Above all, ACCEPT THAT THESE EVENTS ARE PART OF YOUR STANDARD CHALLENGE OF RUNNING AN AIRLINE. Pretending this is all a surprise is ridiculous. There are, as I write this, probably dozens if not hundreds or possibly even thousands of passengers still waiting for United to get them on their way or something. Many have had their vacations ruined more because of the airline’s policies than the original delay itself.

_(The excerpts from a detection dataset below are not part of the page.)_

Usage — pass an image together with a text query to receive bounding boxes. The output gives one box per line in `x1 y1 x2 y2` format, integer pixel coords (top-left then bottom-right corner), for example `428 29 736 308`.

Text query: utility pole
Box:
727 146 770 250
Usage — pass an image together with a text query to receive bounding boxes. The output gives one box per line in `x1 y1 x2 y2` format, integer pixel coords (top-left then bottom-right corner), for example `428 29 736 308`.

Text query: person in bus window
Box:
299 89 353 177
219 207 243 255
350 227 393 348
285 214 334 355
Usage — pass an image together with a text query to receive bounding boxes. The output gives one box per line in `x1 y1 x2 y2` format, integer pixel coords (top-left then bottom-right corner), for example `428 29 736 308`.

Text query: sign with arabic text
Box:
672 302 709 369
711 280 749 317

To all those whose stories are far worse (and I bet that covers a lot of folks), my sympathies. You deserved better. I hope you dealt with it better. To any frustrated airline employees who have taken the brunt of the abuse from distressed passengers, make sure your union boss has on the list of grievances for the next contract negotiation that you shouldn’t be taking grief for the bad planning of your employer. [An aside: Once I was stuck in an airport because the combination of a few hour long snow closure and FAA rules for flight members meant I had to spend the night. Instead of a voucher for food or lodging, the airline person stuck with dealing with us offered me a card that simply identified me as a “distressed passenger”–“I don’t need a card for that!” I replied “Anybody I meet will know I am a distressed passenger!”].
OK, screed over. For now. Enjoy your Memorial Day weekend–provided it isn’t spent in an airport line you never bought a ticket to visit.
P.S. Actually it turned out they weren’t yet on the way to Belize–their third flight was delayed for mechanical issues. So that was 4.5 hours delay on flight one, 2 hours on flight 2 (the extra flight), and 2 hours on flight three, for a total of 8.5 hours of flight delays–not to mention getting to visit one extra airport–all within the span of 20 hours.